I’m a gamer. I love video games. So you’ll have to understand my sheer disgust with “Pixels.” It’s not enough that it’s another lazy Adam Sandler movie; no, it also has to drag some of the most iconic characters in all of video game history through the mud alongside it. At the end of its seemingly never-ending 105 minutes, I felt like I was the one smashed with a hammer.

To say there’s a plot here would be generous, but let’s get the “story” out of the way. The comedy opens in 1982 with young friends Sam and Will nerding out at the new arcade in town. While enjoying the new wares, it turns out Sam is a bit of a wizard when it comes to deciphering patterns, making him great at “Donkey Kong,” “Pac-Man,” etc.

It doesn’t take long for our talented gamer to find himself competing in a video game championship, at which point the most interesting aspect of “Pixels” — Peter Dinklage as the obnoxious Eddie “The Fireblaster” Plant — shows up to challenge Sam. At tournament’s end, footage of the event is sent up into space for some reason.

Some three decades later, our two friends have grown up.

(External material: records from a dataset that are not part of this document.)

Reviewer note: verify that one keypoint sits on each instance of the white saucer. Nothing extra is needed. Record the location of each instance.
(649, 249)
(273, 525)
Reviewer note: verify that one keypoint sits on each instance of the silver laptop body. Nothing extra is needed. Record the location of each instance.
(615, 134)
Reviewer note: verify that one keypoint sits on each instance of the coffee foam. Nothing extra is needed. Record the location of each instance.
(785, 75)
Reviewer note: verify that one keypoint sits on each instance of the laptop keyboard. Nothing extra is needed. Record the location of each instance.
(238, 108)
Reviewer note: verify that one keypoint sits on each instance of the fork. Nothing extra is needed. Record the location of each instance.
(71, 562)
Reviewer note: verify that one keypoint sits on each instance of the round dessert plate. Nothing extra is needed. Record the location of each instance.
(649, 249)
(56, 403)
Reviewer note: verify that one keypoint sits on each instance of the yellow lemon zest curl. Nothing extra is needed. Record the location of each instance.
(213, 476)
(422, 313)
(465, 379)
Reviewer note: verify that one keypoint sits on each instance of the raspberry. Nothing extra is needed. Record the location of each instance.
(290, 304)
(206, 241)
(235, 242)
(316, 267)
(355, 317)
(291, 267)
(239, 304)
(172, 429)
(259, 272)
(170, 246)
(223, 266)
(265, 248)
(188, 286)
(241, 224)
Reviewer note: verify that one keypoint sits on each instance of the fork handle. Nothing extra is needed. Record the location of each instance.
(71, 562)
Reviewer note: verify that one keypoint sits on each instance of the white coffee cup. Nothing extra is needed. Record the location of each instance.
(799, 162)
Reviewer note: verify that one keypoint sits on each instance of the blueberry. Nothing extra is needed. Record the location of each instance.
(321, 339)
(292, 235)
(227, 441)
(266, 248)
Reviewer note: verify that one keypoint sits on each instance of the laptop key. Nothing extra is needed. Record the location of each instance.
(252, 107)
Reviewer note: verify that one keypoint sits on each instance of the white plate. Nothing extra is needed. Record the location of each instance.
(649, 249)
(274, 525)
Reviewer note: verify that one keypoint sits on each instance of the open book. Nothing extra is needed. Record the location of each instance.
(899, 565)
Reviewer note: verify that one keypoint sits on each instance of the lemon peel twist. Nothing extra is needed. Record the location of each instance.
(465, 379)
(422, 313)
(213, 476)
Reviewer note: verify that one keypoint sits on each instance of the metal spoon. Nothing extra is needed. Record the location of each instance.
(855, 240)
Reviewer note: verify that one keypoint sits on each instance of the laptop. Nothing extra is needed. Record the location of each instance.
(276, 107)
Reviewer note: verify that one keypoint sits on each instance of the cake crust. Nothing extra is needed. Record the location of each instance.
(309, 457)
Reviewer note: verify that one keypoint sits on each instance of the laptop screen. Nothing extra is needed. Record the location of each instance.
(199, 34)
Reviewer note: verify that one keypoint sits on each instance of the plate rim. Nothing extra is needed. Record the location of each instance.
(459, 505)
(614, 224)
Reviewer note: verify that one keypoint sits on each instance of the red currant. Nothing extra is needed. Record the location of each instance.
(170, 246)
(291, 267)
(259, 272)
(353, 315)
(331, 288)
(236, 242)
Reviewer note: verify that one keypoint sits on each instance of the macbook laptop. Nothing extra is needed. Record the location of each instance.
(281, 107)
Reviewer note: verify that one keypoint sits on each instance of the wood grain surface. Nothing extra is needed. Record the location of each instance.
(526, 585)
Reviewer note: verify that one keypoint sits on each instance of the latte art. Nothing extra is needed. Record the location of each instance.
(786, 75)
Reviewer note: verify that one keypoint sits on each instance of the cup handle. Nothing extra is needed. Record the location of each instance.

Sam Brenner (Sandler) is a technician for Nerd Brigade. Will Cooper (Kevin James) has become president of the United States. They’re still best friends, which is how Sam comes to learn from Will that aliens are attacking Earth in the form of video games.

Can you see what happened? Somehow, sending video game footage into space has convinced aliens that humans like violent competition. Who would have thought?

Also, Michelle Monaghan is here, and she’s both the love interest for Sam and a high-ranking military official with a brilliant scientific mind.

At this point, the movie transforms into a giant, 3-D video game, with Sam and his gamer cohorts fighting against the aliens, which have taking the form of pixelated characters from popular arcade games, such as “Centipede” and “Space Invaders.” The action and graphics themselves are decent, and it’s clear where the money went here. Watching the humans don powerful weapons and take out waves of aliens “ships” is enjoyable, even if it doesn’t stand up to logic.

In the end, “Pixels,” directed by Chris Columbus, has one thing — and one thing only — going for it: Nostalgia. Those of a certain age will get a small amount of joy from seeing video game characters from their past, but that’s about it. And let me tell you: It’s not nearly enough. Poor acting and a horrendous script pack far more destructive power than any alien invader here.

One “Q*Bert is the real hero here” star out of five.